The real fun began when I tried to buy a plumbing business. In 2020, I was in the process of becoming the owner of a San Diego-based plumbing and HVAC contracting business when I asked for the advice of a guy with more experience in the industry. He talked me into joining his PE-backed rollup in that industry, and I would spend the next two years on the executive team with Goettl (acquired by Cortec in 2021). 

While my current role as a managing partner of Verde Equity Partners takes most of my time (and money), I have supported my longtime business partner Cory in three ventures, where I am a board member and early investor. Zoundy, a SaaS that enables authors and publishers to promote and sell their own audiobooks; Unlimited Listens, a platform that delivers catalogs of unlimited audio content to listeners; and EverCourse, an audio and video learning production business.

When asked about my hobbies, it should be clear that selling chicken eggs and mowing lawns was my hobby as a kid, and I’m still occupying my time the same way as an old man. I do, however, like to travel, eat, and write. On the hobby of writing, among the unfinished pages, I’ve managed to push a few completed works to the public. 

Opt Out. Rethink Success. Reinvent Rich. Realize the Life You Want.” with a foreword by Michael E. Gerber and an endorsement from Brian Tracy, 

Gig Out. Finding Your Side Hustle in the Gig Economy.” with a foreword by Wallet Hacks founder Jim Wang, 

“Trademark Prosecution: A Casebook and Practice Guide” 

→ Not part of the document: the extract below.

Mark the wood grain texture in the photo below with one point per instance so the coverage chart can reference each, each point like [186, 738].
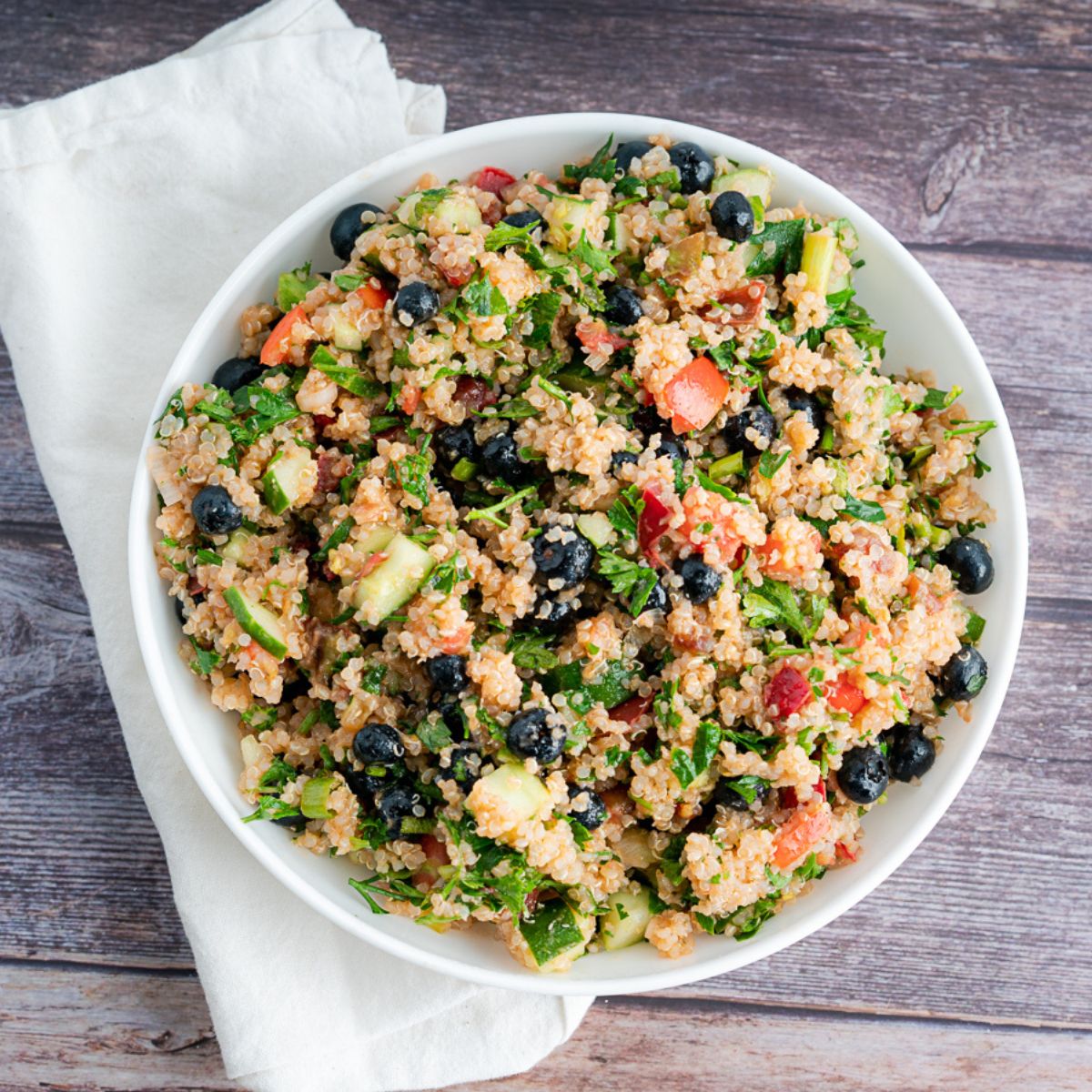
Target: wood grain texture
[964, 126]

The King’s Flyswatter” with a foreword by Pat Flynn. 

I received a bachelor’s degree from Life Pacific University, an M.A. at Azusa Pacific University, and a J.D., cum laude, from the University of San Diego School of Law. I’m a candidate for a Doctor of Business Administration from ESGCI, a European business school. 

I’m on boards and have been for most of my career. Mostly, I seem to be the neutral director, a role for which I was trained by being the middle child of the family. 

I’m sane and not broke in large part due to my loving wife, who “gets me” and lets me spin too many plates and write and do business, and who loves to eat and travel, too. We live an awesome life in a little seaside village where we can walk to everything.